(WFI) The head of Paraguay’s football federation has added another job to his resume. Alejandro Dominguez on Tuesday was elected the new president of CONMEBOL, the governing body of South American soccer.
The 44-year-old Dominguez takes over from his compatriot Juan Angel Napout, who was arrested in December and charged by U.S. prosecutors as part of a widespread corruption investigation surrounding FIFA. Napout has been extradited to the U.S.
All told, the past three CONMEBOL presidents have been arrested as part of the ongoing scandal.
The governing body of football for North and Central America and the Caribbean, is one step closer to implementing comprehensive changes to its structure in a bid to prevent further corruption and fraud .
The executive committee of CONCACAF on Monday officially recommended the package of reforms and amendments to its members. Among the changes being called for are the introduction of ethics checks and term limits and the replacement of the current Executive Committee with a CONCACAF Council.

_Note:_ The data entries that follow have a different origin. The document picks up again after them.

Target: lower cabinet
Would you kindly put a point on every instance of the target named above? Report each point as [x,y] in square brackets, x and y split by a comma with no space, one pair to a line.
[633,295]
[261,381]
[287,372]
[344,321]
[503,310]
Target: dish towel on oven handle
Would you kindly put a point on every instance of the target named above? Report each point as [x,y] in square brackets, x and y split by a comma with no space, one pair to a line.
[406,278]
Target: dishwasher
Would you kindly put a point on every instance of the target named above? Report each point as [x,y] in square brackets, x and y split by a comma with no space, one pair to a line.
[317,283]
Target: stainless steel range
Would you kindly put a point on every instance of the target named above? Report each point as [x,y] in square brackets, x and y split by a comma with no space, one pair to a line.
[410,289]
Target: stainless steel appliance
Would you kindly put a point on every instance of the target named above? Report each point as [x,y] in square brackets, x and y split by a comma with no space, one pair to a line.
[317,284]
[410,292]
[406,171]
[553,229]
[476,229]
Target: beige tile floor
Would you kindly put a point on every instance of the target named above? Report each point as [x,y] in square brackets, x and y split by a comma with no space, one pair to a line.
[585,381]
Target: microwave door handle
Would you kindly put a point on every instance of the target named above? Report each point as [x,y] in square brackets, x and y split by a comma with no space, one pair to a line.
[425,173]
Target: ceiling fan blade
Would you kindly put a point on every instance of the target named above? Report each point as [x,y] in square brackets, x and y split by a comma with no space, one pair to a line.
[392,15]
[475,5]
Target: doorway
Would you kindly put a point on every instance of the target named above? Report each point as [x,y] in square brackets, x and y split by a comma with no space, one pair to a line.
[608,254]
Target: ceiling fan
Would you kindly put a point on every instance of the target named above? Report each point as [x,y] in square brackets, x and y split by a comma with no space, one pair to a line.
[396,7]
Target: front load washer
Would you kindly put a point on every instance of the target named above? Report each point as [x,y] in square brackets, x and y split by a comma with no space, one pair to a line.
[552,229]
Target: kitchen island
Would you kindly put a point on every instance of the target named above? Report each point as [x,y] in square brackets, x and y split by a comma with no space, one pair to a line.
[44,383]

CONCACAF says the changes, which incorporate recommendations made by the FIFA Reform Committee and commitments made in the CONCACAF Reform Framework from last July, will be discussed ahead of the confederation’s 21st Extraordinary Congress and will be voted on by the members in Zurich on Feb. 25.
The specific reforms include the establishment of an up to 15-member CONCACAF Council which would include representation from all three geographic regions (North America, Central America and the Caribbean) within CONCACAF as well as a requirement that three of the members are independent.
Other changes include the creation of a number of independent committees covering auditing and compliance, compensation, finance and governance. The members of both the committees and the CONCACAF Council would be limited to terms of twelve years, whether served consecutively or non-consecutively.
All candidates for positions in CONCACAF will be subject to ethics checks by an independent ethics committee. The new package of reforms also calls for the right to audit member federations to ensure that they are not spending CONCACAF money improperly. Finally, compensation packages for confederation executives would be reviewed and approved on a yearly basis.
All these proposed changes for the 41-member confederation come after a series of embarrassing scandals which reached its zenith in 2015. CONCACAF was at the heart of a U.S.-led investigation into football corruption that resulted in the arrest of former president Jeffrey Webb last May and his successor, Alfredo Hawit in December. CONCACAF is currently without a president.